El cine como paraíso terrenal

Por Hernán Silvosa
Hacer explotar todo y convertir la imagen en carne depurada, de eso se trata Planet Terror (Robert Rodríguez, 2007): llevar al extremo el verosímil del género zombie, del terror más ochentoso, setentoso y clase b de la historia para convertir cualquier detalle en la mejor excusa para narrar, mostrar y levantar el volumen al máximo, disfrutar y hacer del exceso una religión convertida en placer que se siente carnal, aunque sólo la mirada y los oídos participen del juego. Porque el protagonista absoluto que acapara toda la atención en Planet Terror es la carne, en todas sus formas: virgen, sexual, mutilada, corrompida, viva, muerta, resucitada; carne fragmentada, carne digerida, carne penetrada. Y hay un personaje que nos sirve como guía y es el de “Palomita” convertida en Cherry Darling, que en la secuencia inicial de los créditos se vende como la mejor carne sexual para consumo rápido y al paso, pero que ya en esa venta de puro goce se desgarra un hilo de angustia que descubrimos con el llanto y la posterior renuncia de la bailarina a su trabajo. Su carne está para otra cosa, así que go-go, pero en la práctica. Primera sustitución, primera metáfora de Rodríguez para hablar del cine actual, industrial, mainstream o como quiera llamarse, un cine que se vende como una puta al mejor postor, al mejor espectador: el que paga más. Vender el cuerpo para que otros lo miren y se masturben con él; se mira pero no se toca, como en el cine. Pero bien, estamos recién en la secuencia de créditos y Robert Rodríguez junto con Quentin Tarantino se proponen otra cosa, que es hacer de ese cuerpo prostituido a más no poder en la actualidad (el cine) un mesías de nuestro tiempo, un profeta, una guía para atravesar con éxito los mares de la compulsión a la repetición más obscena, que es la inconciente. Pero de una punta a otra, en esta misión exacerbada de homoglobina falsa, hay todo un viaje. La carne debe merecerse el respeto que exige y no basta con renunciar y pegar un portazo (a Palomita no le alcanza cambiar de rumbo y reclamar un nuevo nombre; su cuerpo deberá primero pagar la rebeldía y recién más tarde será recompensada). La nueva carne debe sufrir y ser corrompida, mutilada y humillada hasta reencontrar el camino perdido.

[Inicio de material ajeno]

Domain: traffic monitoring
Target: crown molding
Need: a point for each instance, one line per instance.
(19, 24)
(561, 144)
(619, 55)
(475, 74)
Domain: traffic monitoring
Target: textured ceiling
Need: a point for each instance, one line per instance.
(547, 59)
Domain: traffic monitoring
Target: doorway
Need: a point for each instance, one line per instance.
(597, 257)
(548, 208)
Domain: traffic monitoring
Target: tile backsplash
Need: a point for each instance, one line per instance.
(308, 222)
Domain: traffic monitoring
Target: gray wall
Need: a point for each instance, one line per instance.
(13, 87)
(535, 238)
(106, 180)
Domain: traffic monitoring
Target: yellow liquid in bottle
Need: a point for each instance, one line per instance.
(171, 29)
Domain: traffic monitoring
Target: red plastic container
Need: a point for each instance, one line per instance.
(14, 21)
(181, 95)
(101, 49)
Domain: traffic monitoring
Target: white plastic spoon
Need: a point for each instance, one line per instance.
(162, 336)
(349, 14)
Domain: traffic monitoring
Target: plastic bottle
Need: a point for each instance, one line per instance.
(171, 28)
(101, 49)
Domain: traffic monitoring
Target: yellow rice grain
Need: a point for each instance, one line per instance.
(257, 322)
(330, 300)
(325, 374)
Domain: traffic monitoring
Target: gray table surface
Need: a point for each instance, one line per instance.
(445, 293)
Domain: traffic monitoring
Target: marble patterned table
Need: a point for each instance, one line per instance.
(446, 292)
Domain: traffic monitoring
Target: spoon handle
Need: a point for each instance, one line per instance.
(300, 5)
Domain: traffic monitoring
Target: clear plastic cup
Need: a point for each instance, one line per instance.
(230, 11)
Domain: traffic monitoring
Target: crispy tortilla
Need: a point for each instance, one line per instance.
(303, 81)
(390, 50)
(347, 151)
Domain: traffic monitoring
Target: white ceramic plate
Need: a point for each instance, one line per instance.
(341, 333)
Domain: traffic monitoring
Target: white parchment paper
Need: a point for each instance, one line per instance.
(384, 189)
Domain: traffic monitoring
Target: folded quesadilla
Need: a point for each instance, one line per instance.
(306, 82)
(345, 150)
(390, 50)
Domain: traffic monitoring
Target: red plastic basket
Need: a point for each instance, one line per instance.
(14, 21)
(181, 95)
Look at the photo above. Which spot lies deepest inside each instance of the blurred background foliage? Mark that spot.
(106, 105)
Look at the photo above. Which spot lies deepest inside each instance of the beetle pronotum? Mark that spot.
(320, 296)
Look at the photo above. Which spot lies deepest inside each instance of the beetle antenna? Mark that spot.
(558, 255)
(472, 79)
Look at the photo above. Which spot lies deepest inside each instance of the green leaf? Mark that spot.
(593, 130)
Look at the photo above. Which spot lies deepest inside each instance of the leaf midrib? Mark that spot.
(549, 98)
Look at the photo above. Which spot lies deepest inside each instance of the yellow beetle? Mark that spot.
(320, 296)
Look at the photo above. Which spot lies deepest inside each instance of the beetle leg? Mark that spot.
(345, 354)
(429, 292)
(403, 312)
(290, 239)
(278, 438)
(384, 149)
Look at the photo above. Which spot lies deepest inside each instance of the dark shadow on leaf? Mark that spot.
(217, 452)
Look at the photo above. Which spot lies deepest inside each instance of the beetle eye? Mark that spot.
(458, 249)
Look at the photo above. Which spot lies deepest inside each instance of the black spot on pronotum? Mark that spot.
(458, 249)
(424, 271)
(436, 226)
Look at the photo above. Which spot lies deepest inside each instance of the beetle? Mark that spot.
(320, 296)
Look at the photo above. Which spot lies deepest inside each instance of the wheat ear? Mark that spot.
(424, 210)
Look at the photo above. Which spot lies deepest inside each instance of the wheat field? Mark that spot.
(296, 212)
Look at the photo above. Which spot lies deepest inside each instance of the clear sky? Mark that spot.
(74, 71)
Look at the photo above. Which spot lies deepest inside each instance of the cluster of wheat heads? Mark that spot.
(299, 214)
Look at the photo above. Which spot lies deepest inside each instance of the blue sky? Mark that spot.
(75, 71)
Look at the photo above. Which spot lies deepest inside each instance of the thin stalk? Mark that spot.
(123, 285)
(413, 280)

¿Camino perdido? El de la sinestesia que embriaga, el de la narración que sortea la expectación de un mensaje, de un saber, de un consejo o una dádiva: el cine como carne sexual pero que se sabe incompleto, caído, sin una pierna pero que aún puede gozar y hacer gozar a los demás. Lo clásico prostituido, el código malgastado y obsecuente y compulsivo (tanto cine actual que simula clacisismo pero sólo es panfleto industrial y mecanicista) reemplazado por lo clásico sabedor de su condición fragmentaria, en falta, corrompido por el ambiente massmediático de lo etéreo pero que aún así continúa su marcha sin caer en la tentación de detenerse al costado de la ruta para levantar su pierna felina a cambio de cualquier billete. Talento inútil número uno: perder (una pierna) para ganar. Palomita (de maíz, popcorn, pochoclo) es ahora Cherry (aunque para El Wray, resabio del mejor western, siga siendo Palomita). De un cine a otro. No más popcorn, sino cherry.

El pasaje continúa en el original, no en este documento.